The Foreign Secretary also assured the House that the government’s and Prime Minister’s word on financial support for Ukraine would be “fully honoured”.

The minister was asked by the leader of Chega, André Ventura, about a report in the Jornal de Negócios that Portugal’s promised support of 250 million euros would not be delivered in full.

“With regard to the support announced, there is a very simple point that can be emphasised: the word given must be kept, the Prime Minister’s word on financial support is a word that will be fully respected,” assured Gomes Cravinho.

Jornal de Negócios writes today that “the 250 million in financial aid will no longer reach Kiev” and that “Portugal is now only committing to a 55 million guarantee to leverage the joint financing of the 27 to the Ukrainian budget, without providing bilateral aid.

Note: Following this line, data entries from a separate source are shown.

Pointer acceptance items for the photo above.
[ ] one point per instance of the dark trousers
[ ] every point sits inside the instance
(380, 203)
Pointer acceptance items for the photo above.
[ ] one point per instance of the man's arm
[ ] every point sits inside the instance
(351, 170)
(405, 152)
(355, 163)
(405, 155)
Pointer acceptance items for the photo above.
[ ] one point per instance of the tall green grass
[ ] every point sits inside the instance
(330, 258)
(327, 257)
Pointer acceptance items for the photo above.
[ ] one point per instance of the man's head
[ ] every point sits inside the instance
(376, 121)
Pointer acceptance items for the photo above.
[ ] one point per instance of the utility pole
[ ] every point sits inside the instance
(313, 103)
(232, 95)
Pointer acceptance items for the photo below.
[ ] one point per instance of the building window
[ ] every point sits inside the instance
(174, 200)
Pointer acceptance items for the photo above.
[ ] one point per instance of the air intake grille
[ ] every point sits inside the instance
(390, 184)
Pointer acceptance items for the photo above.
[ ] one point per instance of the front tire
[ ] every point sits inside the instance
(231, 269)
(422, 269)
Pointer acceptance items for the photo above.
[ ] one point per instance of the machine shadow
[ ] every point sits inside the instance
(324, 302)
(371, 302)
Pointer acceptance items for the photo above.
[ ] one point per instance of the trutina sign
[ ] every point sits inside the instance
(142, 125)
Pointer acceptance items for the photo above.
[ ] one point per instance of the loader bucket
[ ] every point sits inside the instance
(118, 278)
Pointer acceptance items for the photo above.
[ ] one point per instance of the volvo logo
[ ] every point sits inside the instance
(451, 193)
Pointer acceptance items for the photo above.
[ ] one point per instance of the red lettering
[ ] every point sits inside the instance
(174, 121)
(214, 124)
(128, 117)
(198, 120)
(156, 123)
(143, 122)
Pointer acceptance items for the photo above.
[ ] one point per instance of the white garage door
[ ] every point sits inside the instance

In his opening remarks, the Foreign Minister had already highlighted the signing in May last year of a 250 million euro financial cooperation agreement with Ukraine, which includes the transfer of Special Drawing Rights in the International Monetary Fund.

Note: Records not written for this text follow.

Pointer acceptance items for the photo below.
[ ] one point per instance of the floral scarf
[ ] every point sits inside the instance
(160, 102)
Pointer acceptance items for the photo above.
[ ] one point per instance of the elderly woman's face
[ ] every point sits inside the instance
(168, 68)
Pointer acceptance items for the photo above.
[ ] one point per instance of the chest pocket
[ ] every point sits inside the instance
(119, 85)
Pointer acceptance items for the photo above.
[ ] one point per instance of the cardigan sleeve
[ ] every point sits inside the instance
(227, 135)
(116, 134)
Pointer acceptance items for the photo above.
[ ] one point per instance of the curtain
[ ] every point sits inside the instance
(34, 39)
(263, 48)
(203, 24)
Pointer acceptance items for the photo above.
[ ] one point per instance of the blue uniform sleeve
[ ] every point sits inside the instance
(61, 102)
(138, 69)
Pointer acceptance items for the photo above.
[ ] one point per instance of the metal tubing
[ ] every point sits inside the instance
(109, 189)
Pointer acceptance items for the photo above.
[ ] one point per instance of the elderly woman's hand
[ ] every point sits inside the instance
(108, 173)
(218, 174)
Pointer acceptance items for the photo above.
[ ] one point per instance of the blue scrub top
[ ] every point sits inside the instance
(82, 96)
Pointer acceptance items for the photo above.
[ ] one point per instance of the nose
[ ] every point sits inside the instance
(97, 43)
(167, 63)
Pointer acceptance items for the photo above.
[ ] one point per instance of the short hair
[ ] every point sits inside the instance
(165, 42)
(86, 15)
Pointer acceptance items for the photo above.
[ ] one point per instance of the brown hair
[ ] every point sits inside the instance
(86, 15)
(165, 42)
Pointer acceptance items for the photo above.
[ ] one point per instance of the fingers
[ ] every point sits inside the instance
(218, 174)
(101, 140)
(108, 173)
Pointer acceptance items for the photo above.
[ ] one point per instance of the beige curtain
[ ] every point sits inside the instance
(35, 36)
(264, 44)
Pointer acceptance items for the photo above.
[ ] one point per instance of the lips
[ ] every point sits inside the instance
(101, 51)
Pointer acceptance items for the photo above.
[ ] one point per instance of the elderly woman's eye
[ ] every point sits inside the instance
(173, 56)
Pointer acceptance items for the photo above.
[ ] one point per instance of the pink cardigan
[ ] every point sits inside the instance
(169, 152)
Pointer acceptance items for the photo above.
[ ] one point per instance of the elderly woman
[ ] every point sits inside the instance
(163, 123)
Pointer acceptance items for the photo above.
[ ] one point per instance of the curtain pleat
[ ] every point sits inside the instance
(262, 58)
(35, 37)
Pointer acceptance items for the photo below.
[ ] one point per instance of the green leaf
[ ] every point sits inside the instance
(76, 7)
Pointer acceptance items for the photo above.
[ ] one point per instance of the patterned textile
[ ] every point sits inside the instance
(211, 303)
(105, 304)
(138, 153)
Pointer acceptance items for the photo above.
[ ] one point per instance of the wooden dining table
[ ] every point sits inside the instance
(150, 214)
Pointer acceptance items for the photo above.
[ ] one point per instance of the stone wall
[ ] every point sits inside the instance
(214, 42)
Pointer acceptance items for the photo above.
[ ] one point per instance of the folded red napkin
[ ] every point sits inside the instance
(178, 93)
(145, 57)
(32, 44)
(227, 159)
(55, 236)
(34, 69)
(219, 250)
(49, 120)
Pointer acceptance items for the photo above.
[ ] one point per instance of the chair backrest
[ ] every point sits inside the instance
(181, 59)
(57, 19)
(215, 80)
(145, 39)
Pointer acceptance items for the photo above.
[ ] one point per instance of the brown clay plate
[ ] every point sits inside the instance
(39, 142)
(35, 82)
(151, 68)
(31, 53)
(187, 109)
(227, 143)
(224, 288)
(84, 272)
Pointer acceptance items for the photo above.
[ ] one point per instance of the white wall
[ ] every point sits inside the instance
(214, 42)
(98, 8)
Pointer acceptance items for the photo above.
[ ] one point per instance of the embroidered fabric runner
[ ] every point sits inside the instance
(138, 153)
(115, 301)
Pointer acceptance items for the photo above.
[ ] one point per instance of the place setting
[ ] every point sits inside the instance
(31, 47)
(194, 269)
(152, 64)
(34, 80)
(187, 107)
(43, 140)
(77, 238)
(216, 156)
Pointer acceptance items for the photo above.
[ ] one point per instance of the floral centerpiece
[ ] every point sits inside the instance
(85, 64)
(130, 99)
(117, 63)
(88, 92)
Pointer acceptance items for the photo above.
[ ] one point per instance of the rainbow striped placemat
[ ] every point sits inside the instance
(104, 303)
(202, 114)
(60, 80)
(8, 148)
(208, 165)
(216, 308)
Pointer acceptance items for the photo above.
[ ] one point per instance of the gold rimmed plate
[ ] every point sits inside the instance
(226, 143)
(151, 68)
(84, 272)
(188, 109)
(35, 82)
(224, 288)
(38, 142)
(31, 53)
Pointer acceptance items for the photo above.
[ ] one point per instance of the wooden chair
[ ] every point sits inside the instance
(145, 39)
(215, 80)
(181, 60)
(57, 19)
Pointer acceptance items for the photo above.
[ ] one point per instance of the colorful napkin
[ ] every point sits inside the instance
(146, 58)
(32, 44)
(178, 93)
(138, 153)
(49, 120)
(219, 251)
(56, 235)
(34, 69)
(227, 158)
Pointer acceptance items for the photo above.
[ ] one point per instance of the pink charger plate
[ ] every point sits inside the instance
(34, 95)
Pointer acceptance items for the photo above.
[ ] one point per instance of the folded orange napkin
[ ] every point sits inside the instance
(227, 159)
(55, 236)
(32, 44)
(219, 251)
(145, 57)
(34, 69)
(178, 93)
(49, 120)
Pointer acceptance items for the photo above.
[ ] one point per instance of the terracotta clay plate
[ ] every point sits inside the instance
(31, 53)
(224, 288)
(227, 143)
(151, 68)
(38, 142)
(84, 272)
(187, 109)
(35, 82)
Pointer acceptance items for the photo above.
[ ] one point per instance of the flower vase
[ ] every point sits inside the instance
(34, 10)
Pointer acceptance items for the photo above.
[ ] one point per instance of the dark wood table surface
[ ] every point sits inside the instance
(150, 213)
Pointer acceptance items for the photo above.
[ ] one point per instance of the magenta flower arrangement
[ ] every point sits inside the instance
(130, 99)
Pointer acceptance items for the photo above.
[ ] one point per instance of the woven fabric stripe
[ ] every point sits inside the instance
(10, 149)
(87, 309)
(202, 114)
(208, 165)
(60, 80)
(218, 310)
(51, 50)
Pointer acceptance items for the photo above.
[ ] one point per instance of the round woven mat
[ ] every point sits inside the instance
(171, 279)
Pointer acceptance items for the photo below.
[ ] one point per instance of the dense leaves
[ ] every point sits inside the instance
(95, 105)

“Portugal supports what it can, but we don’t need to go around Europe making figures when it’s time to put the money on the table,” the Chega leader had criticised.

André Ventura also asked the Minister to clarify both this figure and when the announced tanks and helicopters would arrive, as well as whether or not Portugal would declare Russia a state sponsor of terrorism.

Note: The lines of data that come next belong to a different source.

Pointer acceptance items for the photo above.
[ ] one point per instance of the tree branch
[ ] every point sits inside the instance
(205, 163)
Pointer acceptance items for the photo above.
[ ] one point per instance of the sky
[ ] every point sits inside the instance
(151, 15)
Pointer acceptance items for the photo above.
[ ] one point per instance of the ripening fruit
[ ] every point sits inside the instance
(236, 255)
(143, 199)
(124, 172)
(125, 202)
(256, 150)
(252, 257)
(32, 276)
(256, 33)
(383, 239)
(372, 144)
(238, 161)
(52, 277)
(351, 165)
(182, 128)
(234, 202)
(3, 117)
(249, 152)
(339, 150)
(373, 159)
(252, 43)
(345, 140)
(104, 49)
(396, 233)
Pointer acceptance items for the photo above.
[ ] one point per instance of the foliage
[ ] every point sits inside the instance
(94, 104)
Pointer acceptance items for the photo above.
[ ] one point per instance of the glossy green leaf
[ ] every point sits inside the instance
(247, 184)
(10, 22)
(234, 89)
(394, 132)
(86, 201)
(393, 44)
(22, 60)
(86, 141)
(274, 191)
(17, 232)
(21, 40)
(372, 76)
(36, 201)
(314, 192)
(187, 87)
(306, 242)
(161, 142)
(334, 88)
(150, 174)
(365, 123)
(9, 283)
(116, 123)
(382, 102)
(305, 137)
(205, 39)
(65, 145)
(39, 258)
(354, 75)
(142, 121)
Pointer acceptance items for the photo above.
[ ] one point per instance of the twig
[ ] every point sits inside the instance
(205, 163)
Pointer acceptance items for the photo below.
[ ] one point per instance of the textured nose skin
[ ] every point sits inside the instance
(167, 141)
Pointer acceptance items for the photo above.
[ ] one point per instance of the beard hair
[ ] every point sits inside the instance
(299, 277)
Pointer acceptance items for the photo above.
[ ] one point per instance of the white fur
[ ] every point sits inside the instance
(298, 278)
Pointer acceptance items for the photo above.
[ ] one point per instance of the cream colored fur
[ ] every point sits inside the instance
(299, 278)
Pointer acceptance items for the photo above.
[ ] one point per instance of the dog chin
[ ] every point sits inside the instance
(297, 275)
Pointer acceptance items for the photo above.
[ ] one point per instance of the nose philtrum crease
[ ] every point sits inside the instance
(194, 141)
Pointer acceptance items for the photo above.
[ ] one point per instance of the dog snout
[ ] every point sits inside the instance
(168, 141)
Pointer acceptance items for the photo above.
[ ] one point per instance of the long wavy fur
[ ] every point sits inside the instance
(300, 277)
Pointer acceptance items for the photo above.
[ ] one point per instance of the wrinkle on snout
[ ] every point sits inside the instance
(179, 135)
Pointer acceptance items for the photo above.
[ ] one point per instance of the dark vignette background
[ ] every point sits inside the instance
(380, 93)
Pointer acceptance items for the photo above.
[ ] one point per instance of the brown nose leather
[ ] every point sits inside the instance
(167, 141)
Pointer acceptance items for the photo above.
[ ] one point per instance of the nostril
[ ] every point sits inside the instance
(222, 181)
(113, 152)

The Foreign Minister spent almost all of his 16 minutes on his opening statement, leaving only 30 seconds to respond to the parties’ requests for clarification.

The leader of the BE, Pedro Filipe Soares, asked the government to clarify its role in promoting peace, which he said was “sometimes ambiguous”, and deplored the “escalation of arms”.

The BE MP also asked the government to explain some cases of “failure in the reception of Ukrainian refugees”, especially children, many of whom are not in the education system.

In his response, the Minister emphasised the humanitarian dimension, pointing out that many of the Ukrainian children who do not attend school “take ‘online’ classes and receive their education in a different way”.

Gomes Cravinho stressed that in addition to the humanitarian, political, and financial dimensions, Portugal’s support for Ukraine also has “a military dimension that cannot be refused.